Le GPS et le doigt de l’automobiliste

Publié le 10 octobre 2010 par Jpa

“Dans/cinq/cents////mètres/tournez////à gauche”.

La voix hachée de votre GPS vous insupporte ? Il existe une alternative à cette voix faussement douce et suave : le stimulus tactile. Des chercheurs américains ont mis au point un système de navigation qui donne ses ordres via un un boîtier placé sur le volant. Un index posé dessus suffit à sentir la direction à suivre.

Le but premier de ces chercheurs n’était pas de nous épargner le timbre indélicat de l’appareil désormais placé dans presque tous les nouveaux modèles d’automobiles – pour ça, essayez le GPS avec la voix de Bob Dylan, c’est plus sympa. Cet interface permettrait surtout de concentrer sur la route l’attention des conducteurs distraits.

William Provancher de l’Université de l’Utah et son équipe se sont intéressés, au départ, à l’afflux d’informations qui sollicitent le cerveau de l’automobiliste – le “goulot de bouteille”. Lorsqu’on se laisse guider par un GPS, “les informations visuelles et auditives s’ajoutent a la masse des informations provenant du monde extérieur, ce qui rend leur traitement difficile, spécialement quand on doit faire attention à la route, aux autres voitures et aux piétons”, nous a expliqué M. Provancher.

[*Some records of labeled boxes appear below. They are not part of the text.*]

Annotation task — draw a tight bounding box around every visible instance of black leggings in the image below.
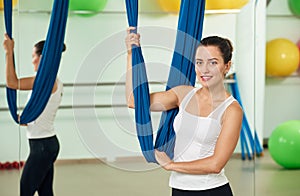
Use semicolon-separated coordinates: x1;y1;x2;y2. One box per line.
172;183;233;196
20;136;59;196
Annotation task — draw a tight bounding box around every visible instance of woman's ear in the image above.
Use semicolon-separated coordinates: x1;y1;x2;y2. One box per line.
225;61;232;72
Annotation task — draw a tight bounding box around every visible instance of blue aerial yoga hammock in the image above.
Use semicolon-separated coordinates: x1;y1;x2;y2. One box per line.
3;0;69;124
125;0;205;163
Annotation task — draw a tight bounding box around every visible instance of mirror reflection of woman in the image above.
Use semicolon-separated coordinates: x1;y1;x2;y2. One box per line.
3;34;65;196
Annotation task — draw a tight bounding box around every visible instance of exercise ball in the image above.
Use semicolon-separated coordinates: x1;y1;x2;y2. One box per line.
205;0;249;10
156;0;181;12
0;0;18;9
268;120;300;169
266;38;299;76
288;0;300;16
69;0;107;12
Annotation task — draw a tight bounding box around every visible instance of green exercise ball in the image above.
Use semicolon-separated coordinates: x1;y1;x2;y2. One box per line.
268;120;300;169
289;0;300;16
69;0;108;12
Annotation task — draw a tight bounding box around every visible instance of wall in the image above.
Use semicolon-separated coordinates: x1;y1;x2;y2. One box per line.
0;0;264;161
264;0;300;139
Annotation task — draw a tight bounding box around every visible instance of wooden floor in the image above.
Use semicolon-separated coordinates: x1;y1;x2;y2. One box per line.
0;151;300;196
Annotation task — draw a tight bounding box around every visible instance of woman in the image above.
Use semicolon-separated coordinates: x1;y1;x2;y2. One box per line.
3;34;65;196
126;27;243;196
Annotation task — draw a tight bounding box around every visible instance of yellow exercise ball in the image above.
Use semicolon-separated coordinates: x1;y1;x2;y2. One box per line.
0;0;18;9
266;38;299;76
205;0;249;10
156;0;181;12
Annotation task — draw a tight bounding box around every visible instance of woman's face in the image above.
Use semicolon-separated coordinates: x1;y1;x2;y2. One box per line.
195;46;231;87
32;47;41;71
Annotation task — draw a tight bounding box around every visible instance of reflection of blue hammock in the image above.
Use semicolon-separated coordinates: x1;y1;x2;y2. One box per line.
229;74;263;160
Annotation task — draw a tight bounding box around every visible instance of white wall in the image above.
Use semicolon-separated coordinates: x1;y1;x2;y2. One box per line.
264;0;300;138
0;0;260;162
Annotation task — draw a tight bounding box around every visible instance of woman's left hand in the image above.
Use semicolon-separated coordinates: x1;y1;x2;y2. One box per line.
155;150;173;171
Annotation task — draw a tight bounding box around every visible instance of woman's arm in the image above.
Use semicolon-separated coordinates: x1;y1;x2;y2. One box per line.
155;102;243;174
125;27;180;111
3;34;35;90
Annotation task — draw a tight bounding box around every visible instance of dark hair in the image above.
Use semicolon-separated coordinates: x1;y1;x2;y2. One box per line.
34;40;66;55
199;36;233;64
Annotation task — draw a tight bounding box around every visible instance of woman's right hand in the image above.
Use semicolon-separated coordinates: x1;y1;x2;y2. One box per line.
125;27;140;54
3;33;15;53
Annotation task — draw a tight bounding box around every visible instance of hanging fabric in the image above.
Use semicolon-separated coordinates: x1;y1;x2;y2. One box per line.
126;0;205;163
4;0;69;124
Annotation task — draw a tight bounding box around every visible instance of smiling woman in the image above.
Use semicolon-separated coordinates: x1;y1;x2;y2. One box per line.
126;27;243;195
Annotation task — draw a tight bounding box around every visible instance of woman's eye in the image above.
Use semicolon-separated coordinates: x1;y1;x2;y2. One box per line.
210;61;218;65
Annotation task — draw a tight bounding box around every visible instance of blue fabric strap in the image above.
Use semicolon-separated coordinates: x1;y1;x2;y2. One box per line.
4;0;69;124
126;0;205;162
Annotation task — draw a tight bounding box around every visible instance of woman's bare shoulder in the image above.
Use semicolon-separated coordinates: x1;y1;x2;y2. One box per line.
172;85;195;102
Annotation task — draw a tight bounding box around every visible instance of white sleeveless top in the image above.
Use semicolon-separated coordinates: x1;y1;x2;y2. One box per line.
169;88;236;190
27;79;63;139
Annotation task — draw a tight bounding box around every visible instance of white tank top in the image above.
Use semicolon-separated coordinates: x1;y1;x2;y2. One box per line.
27;79;63;139
169;88;236;190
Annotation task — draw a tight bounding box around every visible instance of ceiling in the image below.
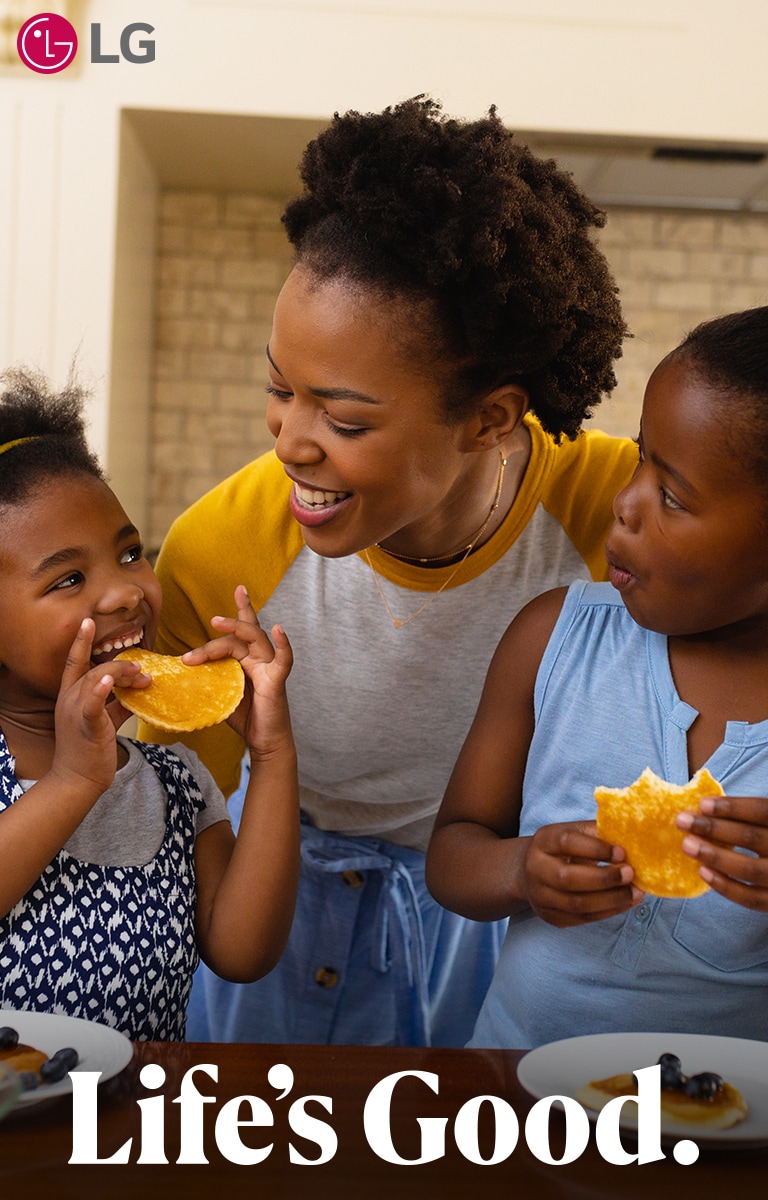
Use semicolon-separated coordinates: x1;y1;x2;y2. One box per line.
126;109;768;212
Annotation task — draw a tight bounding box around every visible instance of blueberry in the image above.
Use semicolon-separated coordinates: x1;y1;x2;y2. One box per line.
685;1070;724;1100
40;1046;78;1084
659;1054;685;1092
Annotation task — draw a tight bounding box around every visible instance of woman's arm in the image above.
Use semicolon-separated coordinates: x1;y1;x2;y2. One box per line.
427;588;640;925
184;587;299;983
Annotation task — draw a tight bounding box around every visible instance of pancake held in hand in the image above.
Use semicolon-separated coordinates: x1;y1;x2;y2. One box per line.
595;767;724;898
114;649;245;732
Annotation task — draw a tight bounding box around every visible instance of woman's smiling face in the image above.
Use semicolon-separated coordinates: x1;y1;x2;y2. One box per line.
606;358;768;636
266;268;508;558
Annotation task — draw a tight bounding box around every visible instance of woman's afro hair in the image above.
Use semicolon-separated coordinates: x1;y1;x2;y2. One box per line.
283;96;626;439
0;367;104;505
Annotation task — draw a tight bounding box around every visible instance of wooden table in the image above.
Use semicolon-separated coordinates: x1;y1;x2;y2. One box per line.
0;1043;768;1200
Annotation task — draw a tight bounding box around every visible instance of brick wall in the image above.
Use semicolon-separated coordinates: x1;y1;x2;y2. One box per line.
146;192;768;546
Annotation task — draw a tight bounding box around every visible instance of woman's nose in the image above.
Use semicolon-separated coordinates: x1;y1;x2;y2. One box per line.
266;397;323;463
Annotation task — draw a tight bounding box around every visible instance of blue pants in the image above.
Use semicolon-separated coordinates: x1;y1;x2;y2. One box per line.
186;768;506;1046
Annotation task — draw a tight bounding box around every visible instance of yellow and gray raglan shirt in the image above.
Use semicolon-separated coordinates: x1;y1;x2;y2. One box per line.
142;416;637;850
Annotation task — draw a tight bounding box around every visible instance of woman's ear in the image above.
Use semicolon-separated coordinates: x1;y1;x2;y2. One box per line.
460;383;528;450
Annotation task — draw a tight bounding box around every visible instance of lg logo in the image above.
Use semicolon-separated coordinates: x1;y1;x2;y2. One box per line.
16;12;155;74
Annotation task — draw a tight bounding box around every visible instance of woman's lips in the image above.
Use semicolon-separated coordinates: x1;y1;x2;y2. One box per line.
289;482;352;528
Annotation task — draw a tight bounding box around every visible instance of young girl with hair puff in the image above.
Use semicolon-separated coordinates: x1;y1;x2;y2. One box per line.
142;97;635;1045
0;371;299;1040
427;307;768;1048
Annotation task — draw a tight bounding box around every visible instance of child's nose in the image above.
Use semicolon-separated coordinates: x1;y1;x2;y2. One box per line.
98;582;144;612
613;480;640;529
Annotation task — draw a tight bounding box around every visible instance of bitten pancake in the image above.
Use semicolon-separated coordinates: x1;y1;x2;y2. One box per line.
595;767;724;898
114;649;245;732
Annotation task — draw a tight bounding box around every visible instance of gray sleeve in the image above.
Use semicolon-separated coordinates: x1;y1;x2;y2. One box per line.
170;742;232;835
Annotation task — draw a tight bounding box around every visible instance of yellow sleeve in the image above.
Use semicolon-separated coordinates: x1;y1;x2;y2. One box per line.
542;430;637;580
139;454;304;796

Des cobayes au volant. Pour le prouver, Provancher et son équipe ont recréé des conditions déplorables pour l’attention du pilote. L’équipe a sélectionné 19 étudiants de l’université de l’Utah qui ont joué les conducteurs cobayes dans un simulateur. Quatre scénarios leurs ont été proposés, comportant le même nombre de changements de direction. Deux scénarios avec téléphone, deux sans. Les conducteurs recevaient les informations vocales ou tactiles. L’exemple a été choisi pour ses vertus scientifiques, l’étude ne remettant pas en cause la dangerosité du téléphone au volant…

Résultats (.pdf) : quand un conducteur est au téléphone, il reste 97 % du temps concentré lorsque les informations directionnelles sont envoyées par le boîtier tactile. Contre 74 % du temps lorsque les injonction sont vocales. En revanche, l’étude ne dit rien sur le comportement des cobayes vis-à-vis des autres automobilistes. En effet, dans la simulation, les routes étaient vides d’autres voitures. Et c’est bien dommage, car il aurait été intéressant de connaître l’effet de la communication tactile sur l’attention aux autres.

Des “bassins” dans le cerveau. Il a été montré (.pdf) qu’un humain effectuait d’autant mieux plusieurs tâches si elles mettaient en jeu des sens différents, utilisant des “bassins” différents de ressources cognitives. C’est en vertu de ce principe, ou de sa connaissance empirique, que les GPS actuels donnent des ordres qui sollicitent l’ouïe et non la vue, déjà bien occupée. Mais les oreilles d’un conducteur ont déjà beaucoup à entendre : la radio, les autres passagers, les autres voitures, les piétons, voire un correspondant au téléphone. Le toucher est en revanche “disponible”. C’est l’intérêt de ce dispositif. “L’utilisation de ce boîtier tactile shunte ce goulot d’étranglement et améliore la perception des informations données par le GPS”, dit Provancher.

Mais à l’avenir, le toucher de l’automobiliste risque d’être davantage sollicité par les aides à la conduite en tout genre. On recule trop près du mur, un deux-roues dans l’angle mort ? Hop, un stimulus pour avertir du danger… Que fait-on du GPS alors ? On ne sait pas !

Malgré ces réserves, les chercheurs ont mis l’accent sur l’automobile car c’est un marché très très vaste aux perspectives alléchantes. Mais le dispositif pourrait être utile dans bien d’autres cas. Pour les personnes sourdes qui prennent des risques en regardant l’écran du GPS en conduisant. Ou pour guider des professionnels dans des situations d’urgence : mineurs, soldats, pompiers, etc. L’équipe œuvre actuellement à une miniaturisation de l’appareil pour l’utiliser dans les portables, iPod et autre manette de jeu vidéo. Une commercialisation est envisagée rapidement en Europe.